Un terzo delle pensioni sociali erogate dall’Inps è destinato a famiglie con una ricchezza netta superiore a 202mila euro. Un assegno sociale ogni cinque arriva invece a nuclei con una ricchezza superiore a 301mila euro. A beneficiarne di questo tipo di prestazioni, in sostanza, se anche non si tratta di veri “benestanti” non si può nemmeno dire siano persone in stato di bisogno: la ricchezza media delle famiglie italiane, tra case e attività finanziarie di vario tipo, ammonta infatti a 356mila euro.
Questa “distorsione” ha un costo in termini di risorse sprecate: 1,25 miliardi ogni anno per i circa 240mila assegni sociali percepiti dalle famiglie con più di 202mila euro. Anche guardando alle integrazioni al minimo delle pensioni da lavoro – circa 3,7 milioni in tutto, cioè gran parte delle pensioni “sotto i mille euro al mese” – non va meglio: 1 miliardo e mezzo di spesa è destinata a “integrare” assegni a chi ha una ricchezza superiore a 215mila euro.
L’analisi è contenuta nel rapporto povertà della Fondazione Zancan (Welfare generativo. Responsabilizzare, rendere, rigenerare, Il Mulino) e si basa sui dati dell’indagine campionaria sui bilanci delle famiglie italiane 2012. “è evidente che una parte rilevante della spesa per le pensioni assistenziali è destinata a soggetti che non sono a rischio di povertà – spiega Tiziano Vecchiato, direttore della Fondazione Zancan -. Questi trattamenti vengono erogati per diritto a chi non me ha bisogno, visto che viene valutato il suo reddito e non il patrimoni o di cui dispone. Ma così si determina una perdita di efficacia redistributiva delle pensioni assistenziali e si conforma l’inefficienza di questo comparto della spesa sociale”.

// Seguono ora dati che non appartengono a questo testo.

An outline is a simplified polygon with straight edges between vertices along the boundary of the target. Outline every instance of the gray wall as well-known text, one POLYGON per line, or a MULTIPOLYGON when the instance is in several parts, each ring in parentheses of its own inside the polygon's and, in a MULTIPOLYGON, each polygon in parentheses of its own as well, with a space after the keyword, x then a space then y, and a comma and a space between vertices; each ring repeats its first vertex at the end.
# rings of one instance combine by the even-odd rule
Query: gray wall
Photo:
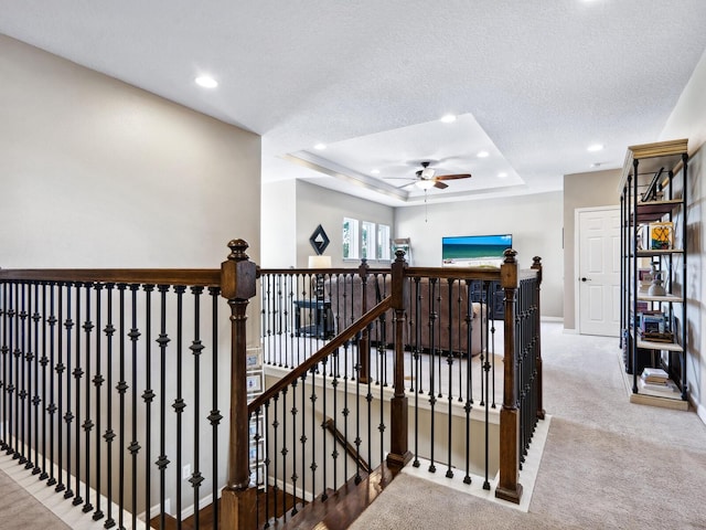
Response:
POLYGON ((395 237, 411 239, 415 266, 441 266, 441 237, 512 233, 522 268, 542 257, 542 315, 561 317, 564 263, 560 191, 535 195, 398 208, 395 237), (425 220, 426 219, 426 220, 425 220))
POLYGON ((0 36, 0 266, 259 258, 260 138, 0 36))
MULTIPOLYGON (((360 261, 343 262, 343 218, 386 224, 394 230, 395 211, 392 206, 359 199, 304 181, 297 181, 297 267, 307 267, 308 258, 314 254, 309 237, 320 224, 331 243, 324 255, 331 256, 334 267, 356 266, 360 261)), ((377 262, 368 262, 372 267, 377 262)), ((295 265, 295 264, 292 264, 295 265)), ((381 265, 386 266, 388 263, 381 265)))
POLYGON ((696 66, 689 83, 660 135, 661 140, 688 138, 689 178, 687 195, 687 368, 692 403, 706 422, 706 230, 704 204, 706 203, 706 52, 696 66))
POLYGON ((564 176, 564 328, 578 329, 576 324, 576 289, 574 244, 575 211, 577 208, 620 204, 618 182, 620 169, 564 176))
MULTIPOLYGON (((259 258, 259 136, 1 35, 0 80, 1 267, 217 268, 233 237, 259 258)), ((250 346, 259 344, 259 318, 248 326, 250 346)), ((227 416, 228 388, 218 390, 227 416)), ((202 405, 206 417, 211 403, 202 405)), ((227 428, 220 433, 226 447, 227 428)), ((190 464, 188 441, 183 451, 190 464)), ((174 491, 167 497, 173 508, 174 491)))

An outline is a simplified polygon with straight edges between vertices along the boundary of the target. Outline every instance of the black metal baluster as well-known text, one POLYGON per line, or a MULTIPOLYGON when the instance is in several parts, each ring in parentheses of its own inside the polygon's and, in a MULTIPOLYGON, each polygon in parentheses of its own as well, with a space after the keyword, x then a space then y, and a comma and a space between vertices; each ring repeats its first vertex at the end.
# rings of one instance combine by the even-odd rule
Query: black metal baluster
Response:
MULTIPOLYGON (((86 283, 84 284, 84 287, 86 292, 86 320, 84 321, 84 333, 86 337, 86 420, 84 420, 83 428, 86 438, 84 448, 86 452, 86 478, 84 489, 86 502, 84 504, 83 511, 84 513, 87 513, 93 510, 93 505, 90 504, 90 433, 95 426, 90 418, 90 333, 94 328, 93 321, 90 320, 90 292, 93 289, 93 284, 86 283)), ((76 491, 78 491, 78 489, 76 489, 76 491)), ((96 501, 96 506, 98 506, 98 502, 99 501, 96 501)))
POLYGON ((422 392, 420 388, 421 377, 419 373, 420 372, 419 344, 421 343, 421 289, 420 289, 419 282, 420 282, 420 278, 415 278, 414 299, 416 300, 416 304, 415 304, 414 318, 415 318, 416 326, 414 327, 415 343, 414 343, 413 354, 415 358, 414 384, 417 390, 415 392, 415 459, 411 464, 414 467, 419 467, 421 465, 421 463, 419 462, 419 394, 422 392))
POLYGON ((430 449, 429 449, 429 473, 436 473, 437 467, 434 465, 434 449, 435 449, 435 434, 436 434, 436 357, 437 357, 437 343, 436 343, 436 321, 438 311, 437 303, 439 298, 436 295, 437 278, 429 278, 429 404, 431 405, 430 412, 430 449))
POLYGON ((15 441, 15 446, 19 451, 15 453, 15 458, 19 458, 20 464, 26 463, 26 457, 24 456, 24 447, 28 445, 26 443, 26 430, 25 430, 25 420, 26 420, 26 310, 25 310, 25 290, 26 284, 20 284, 20 319, 18 321, 19 325, 19 335, 18 335, 18 346, 19 348, 15 350, 15 358, 18 362, 18 406, 17 410, 17 418, 19 423, 18 437, 15 441))
MULTIPOLYGON (((55 422, 55 417, 54 414, 56 414, 56 403, 54 401, 55 395, 54 395, 54 381, 55 378, 54 375, 52 375, 52 371, 55 369, 55 364, 54 364, 54 360, 55 360, 55 353, 56 353, 56 348, 55 348, 55 342, 54 342, 54 338, 55 338, 55 331, 56 331, 56 322, 58 321, 58 319, 55 316, 55 310, 56 310, 56 306, 54 304, 54 293, 55 293, 55 287, 56 284, 50 283, 50 290, 49 290, 49 306, 50 306, 50 316, 49 319, 46 320, 46 324, 49 324, 49 392, 50 392, 50 400, 49 400, 49 406, 46 407, 46 412, 49 413, 49 447, 50 447, 50 459, 49 459, 49 480, 46 481, 47 486, 54 486, 56 484, 56 478, 54 477, 54 424, 55 422)), ((61 287, 60 287, 61 288, 61 287)), ((60 349, 61 351, 61 349, 60 349)), ((46 468, 44 468, 46 469, 46 468)))
MULTIPOLYGON (((23 344, 24 362, 22 363, 22 370, 24 371, 24 396, 22 398, 24 404, 24 430, 26 430, 26 438, 22 436, 23 452, 24 453, 24 468, 32 469, 34 464, 32 463, 32 361, 34 360, 34 353, 32 351, 32 285, 23 284, 23 292, 26 292, 26 306, 24 309, 24 328, 26 344, 23 344)), ((22 295, 24 297, 24 293, 22 295)))
MULTIPOLYGON (((298 385, 298 381, 295 379, 291 382, 291 409, 289 411, 289 413, 291 414, 291 477, 290 477, 291 490, 292 490, 292 509, 290 512, 291 516, 297 515, 297 512, 299 511, 297 510, 297 480, 299 479, 299 476, 297 475, 297 414, 299 413, 299 411, 297 410, 297 385, 298 385)), ((302 383, 302 388, 303 388, 303 383, 302 383)), ((303 495, 302 495, 302 498, 303 498, 303 495)))
MULTIPOLYGON (((370 333, 370 330, 368 330, 370 333)), ((368 335, 368 348, 366 348, 365 353, 368 356, 367 359, 367 367, 370 370, 370 365, 371 365, 371 348, 370 348, 370 340, 372 339, 372 337, 368 335)), ((367 406, 367 463, 372 464, 373 462, 373 414, 372 414, 372 407, 373 407, 373 389, 372 389, 372 381, 373 378, 367 377, 367 382, 365 384, 365 403, 367 406)), ((360 456, 361 453, 359 452, 359 460, 360 460, 360 456)))
MULTIPOLYGON (((277 458, 277 447, 279 447, 279 445, 277 444, 277 434, 279 433, 279 420, 277 420, 278 416, 278 411, 277 411, 277 402, 279 401, 279 393, 275 394, 275 412, 272 413, 272 415, 275 416, 275 420, 272 421, 272 456, 275 457, 275 473, 274 473, 274 477, 275 477, 275 484, 272 485, 272 495, 275 496, 275 502, 272 506, 272 515, 274 517, 279 517, 279 511, 277 510, 277 492, 279 490, 279 486, 277 484, 277 480, 279 479, 279 475, 277 474, 277 468, 279 467, 277 465, 277 463, 279 462, 279 458, 277 458)), ((284 409, 282 409, 284 410, 284 409)), ((269 441, 269 436, 267 437, 267 439, 269 441)), ((268 455, 270 454, 269 452, 267 453, 268 455)), ((267 474, 269 475, 269 473, 267 474)), ((285 475, 282 475, 285 476, 285 475)), ((282 483, 284 484, 284 483, 282 483)), ((268 502, 269 505, 269 502, 268 502)))
MULTIPOLYGON (((322 411, 321 411, 321 425, 319 425, 322 428, 322 436, 321 436, 321 444, 322 444, 322 452, 321 454, 323 455, 323 494, 321 495, 321 500, 327 500, 329 498, 329 494, 327 492, 327 431, 325 431, 325 425, 327 425, 327 363, 329 362, 329 359, 323 359, 323 361, 321 361, 321 393, 322 393, 322 411)), ((335 389, 334 389, 335 391, 335 389)), ((314 396, 313 392, 312 392, 312 399, 314 396)), ((315 399, 312 401, 312 405, 311 405, 311 428, 312 432, 315 427, 315 418, 317 418, 317 411, 313 406, 313 403, 315 402, 315 399)), ((315 439, 315 434, 312 434, 312 437, 315 439)), ((315 470, 315 468, 314 468, 315 470)), ((312 480, 312 484, 314 481, 312 480)))
MULTIPOLYGON (((76 287, 76 326, 81 326, 81 287, 83 284, 81 282, 76 282, 74 284, 76 287)), ((81 498, 81 484, 78 483, 81 478, 81 378, 84 374, 83 369, 81 368, 81 331, 76 329, 76 368, 72 372, 72 375, 76 380, 76 398, 75 398, 75 406, 76 406, 76 415, 73 420, 76 421, 75 425, 75 434, 76 434, 76 471, 74 474, 74 489, 76 491, 76 497, 74 497, 73 505, 81 505, 84 499, 81 498)), ((71 394, 69 394, 71 395, 71 394)), ((71 398, 69 398, 71 402, 71 398)), ((71 445, 69 452, 71 452, 71 445)), ((71 462, 68 463, 68 470, 71 471, 71 462)))
MULTIPOLYGON (((336 282, 338 284, 338 282, 336 282)), ((338 288, 338 285, 336 285, 338 288)), ((338 297, 336 297, 338 298, 338 297)), ((339 311, 336 310, 336 314, 339 311)), ((335 363, 336 367, 333 369, 333 380, 331 381, 331 388, 333 389, 333 414, 331 414, 331 417, 333 418, 333 432, 338 433, 339 432, 339 379, 341 377, 341 374, 339 373, 339 367, 338 367, 338 353, 339 353, 339 349, 336 348, 335 350, 335 363)), ((324 395, 324 400, 325 400, 325 393, 324 395)), ((325 404, 325 401, 324 401, 325 404)), ((325 421, 327 421, 327 415, 325 415, 325 405, 324 405, 324 414, 323 414, 323 422, 325 425, 325 421)), ((325 439, 325 436, 324 438, 325 439)), ((323 452, 323 454, 325 455, 325 451, 323 452)), ((331 458, 333 458, 333 490, 338 491, 339 489, 339 443, 338 443, 338 437, 333 436, 333 452, 331 453, 331 458)), ((324 471, 324 477, 325 477, 325 471, 324 471)), ((325 488, 324 488, 325 489, 325 488)))
MULTIPOLYGON (((9 340, 8 340, 8 350, 7 350, 7 357, 8 357, 8 385, 7 385, 7 401, 8 401, 8 416, 6 420, 6 424, 8 426, 8 437, 7 437, 7 448, 6 448, 6 453, 8 455, 14 455, 14 442, 13 439, 17 439, 17 430, 13 431, 12 428, 12 404, 14 402, 14 390, 15 390, 15 383, 17 383, 17 379, 13 375, 13 371, 12 371, 12 367, 14 364, 14 340, 15 340, 15 335, 14 335, 14 316, 17 315, 15 311, 15 307, 12 303, 13 300, 13 293, 17 295, 17 284, 10 284, 8 286, 8 290, 10 292, 10 296, 9 296, 9 306, 8 306, 8 332, 9 332, 9 340), (13 436, 13 433, 14 436, 13 436)), ((14 298, 17 300, 17 297, 14 298)))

Il problema delle pensioni sociali erogate a soggetti che potrebbero non avere le caratteristiche per riceverle si collega al grande tema dell’evasione. La soluzione, secondo Vecchiato, passa dunque dal cambio dei criteri di valutazione del bisogno “applicando un parametro di accesso ai trattamenti di tipo misto, reddituale e patrimoniale, anziché il solo criterio di reddito”.
Nello squilibrio del welfare italiano, dove ad esempio la spesa per “famiglia, salute, infanzia e occupazione” è inferiore alla media Ue, a differenza della spesa previdenziale per “vecchiaia e superstiti”, secondo la Zancan serve un’opera di profonda revisione delle pensioni assistenziali “la possibilità di rendere e rigenerare le risorse c’è, ma con scelte coraggiose e capaci di rimettere in discussione i privilegi e le soluzioni che danno ad alcuni togliendo a chi ne ha bisogno”.